The mosquito is the most dangerous animal in the world, carrying diseases that kill one million people a year. Now the Zika virus, which is carried by mosquitoes, has been linked with thousands of babies born with brain defects in South America. Should the insects be wiped out?
There are 3,500 known species of mosquito but most of those don't bother humans at all, living off plant and fruit nectar.
It's only the females from just 6% of species that draw blood from humans - to help them develop their eggs. Of these just half carry parasites that cause human diseases.
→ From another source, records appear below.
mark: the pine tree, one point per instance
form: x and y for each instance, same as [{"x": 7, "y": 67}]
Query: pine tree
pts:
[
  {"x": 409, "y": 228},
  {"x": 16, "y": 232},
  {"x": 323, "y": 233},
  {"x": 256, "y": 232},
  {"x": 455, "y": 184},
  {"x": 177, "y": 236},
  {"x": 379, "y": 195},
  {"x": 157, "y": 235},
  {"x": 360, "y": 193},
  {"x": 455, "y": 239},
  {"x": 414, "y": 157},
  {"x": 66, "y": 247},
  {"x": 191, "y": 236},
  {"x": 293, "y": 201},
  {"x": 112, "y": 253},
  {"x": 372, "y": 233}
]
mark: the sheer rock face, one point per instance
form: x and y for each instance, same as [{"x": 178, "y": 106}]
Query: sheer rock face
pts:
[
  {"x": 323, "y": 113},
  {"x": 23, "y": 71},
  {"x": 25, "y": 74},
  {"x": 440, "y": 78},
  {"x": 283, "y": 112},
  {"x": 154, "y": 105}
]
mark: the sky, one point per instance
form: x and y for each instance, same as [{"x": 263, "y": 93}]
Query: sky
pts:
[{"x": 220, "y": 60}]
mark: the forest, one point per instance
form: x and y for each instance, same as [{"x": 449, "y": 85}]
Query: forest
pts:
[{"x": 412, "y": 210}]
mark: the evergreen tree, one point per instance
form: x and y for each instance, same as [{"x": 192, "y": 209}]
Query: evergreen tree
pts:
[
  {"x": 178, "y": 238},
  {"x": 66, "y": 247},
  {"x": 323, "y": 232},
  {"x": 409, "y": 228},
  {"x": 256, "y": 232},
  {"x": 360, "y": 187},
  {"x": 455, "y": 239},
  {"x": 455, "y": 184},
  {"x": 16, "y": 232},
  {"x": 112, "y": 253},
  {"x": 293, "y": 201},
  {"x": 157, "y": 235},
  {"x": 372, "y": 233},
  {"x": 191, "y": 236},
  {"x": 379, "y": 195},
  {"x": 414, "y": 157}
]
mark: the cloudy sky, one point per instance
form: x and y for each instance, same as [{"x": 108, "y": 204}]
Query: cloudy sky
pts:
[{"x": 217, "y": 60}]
But the impact of these 100 species is devastating.
"Half of the global population is at risk of a mosquito-borne disease," says Frances Hawkes from the Natural Resources Institute at the University of Greenwich. "They have had an untold impact on human misery."
Deadly mosquitoes
- Aedes aegypti - spreads diseases including Zika, yellow fever and dengue fever; originated in Africa but is found in tropical and subtropical regions throughout the world
- Aedes albopictus - spreads diseases including yellow fever and dengue fever and West Nile virus; originated in Southeast Asia but is now found in tropical and subtropical regions throughout the world
- Anopheles gambiae (pictured above) - also known as the African malaria mosquito, the species is one of the most efficient transmitters for the spread of the disease
More than a million people, mostly from poorer nations, die each year from mosquito-borne diseases including malaria, dengue fever and yellow fever.
Some mosquitoes also carry the Zika virus, which was first thought to cause only mild fever and rashes. However, scientists are now worried it can damage babies in the womb. The Zika virus has been linked with a spike in microcephaly - where babies are born with smaller heads - in Brazil.
There's a constant effort to educate people to use treated nets and other tactics to avoid being bitten. But would it just be simpler to make an entire species of disease-carrying mosquito extinct?
Biologist Olivia Judson has supported "specicide" of 30 types of mosquito. She said doing this would save one million lives and only decrease the genetic diversity of the mosquito family by 1%. "We should consider the ultimate swatting," she told the New York Times.